Unknown Speaker 58:18
rereading that, you know, if it's connected to the, if it's connected to the essays, then they're going to reread.

Bob Ertischek 58:27
So I know, we only have two minutes left, and I just want to thank Dr. Rifkin, Ben, just so much for participating in this webinar, but also working with us all this time and coming up with a very unique and cool. You know, I think important experiment, learning experience for students. Brianna, I was wanting to put up the slide that shows the upcoming events, I wondered if you wanted to quickly talk about those at all.

Brianna Bannach 58:55
Sure, we have one next Tuesday that will be featuring four students from different universities talking about their yellow day experience and also just their experience in general over the past couple of years, but the pandemic. And then we also have another one where we are partnering with the US Distance Learning Association, where we'll be talking about distance learning with two awesome faculty members.
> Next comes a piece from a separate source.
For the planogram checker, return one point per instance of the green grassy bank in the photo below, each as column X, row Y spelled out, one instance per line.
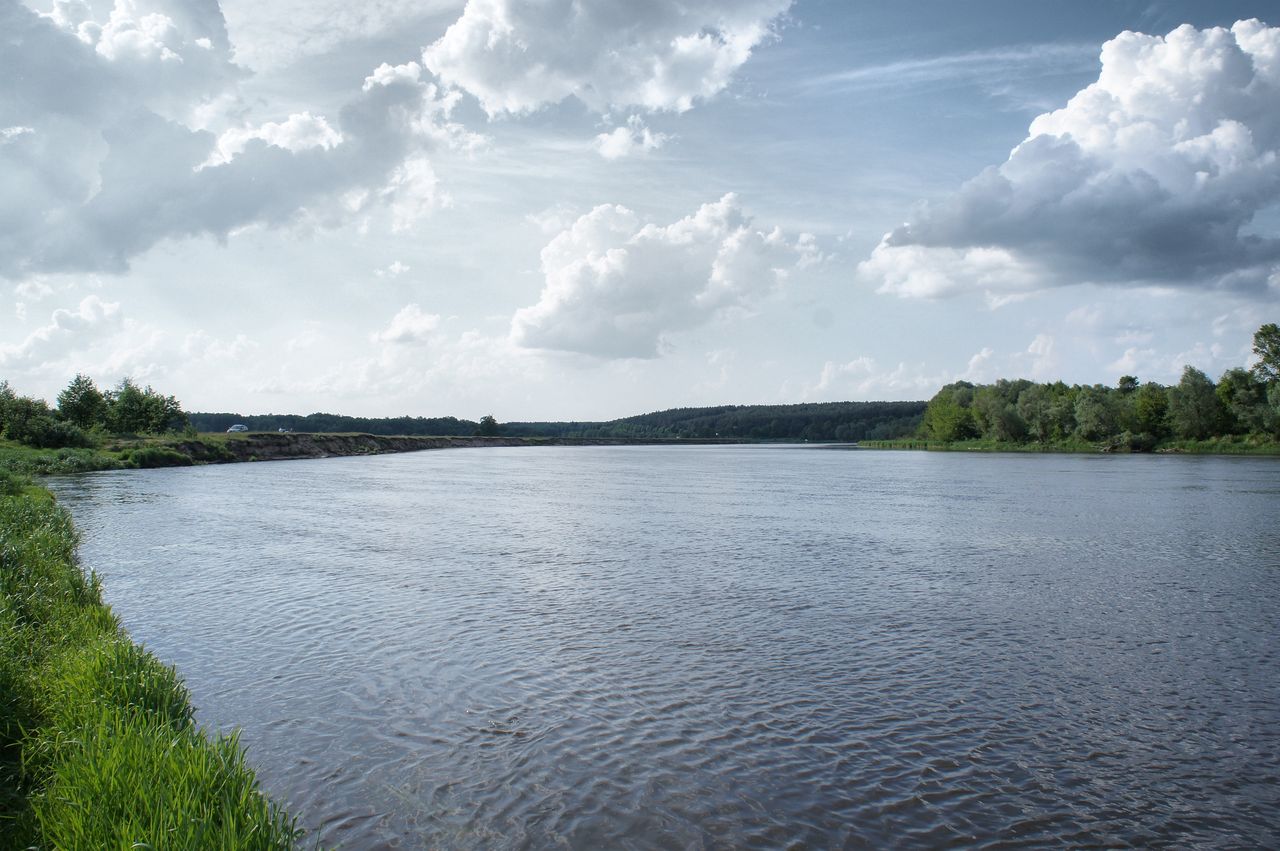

I believe I saw Deb in the chat that she's also attending here. So we have a mathematics professor and a criminal justice professor talking about their experience as well.

Bob Ertischek 59:29
And just again, thanks, everybody for joining us today. I think we'll stop the recording. But Ben, do you want to hang out for a minute if people have some more questions, hang

Unknown Speaker 59:38
out if people have questions? Yep. Awesome.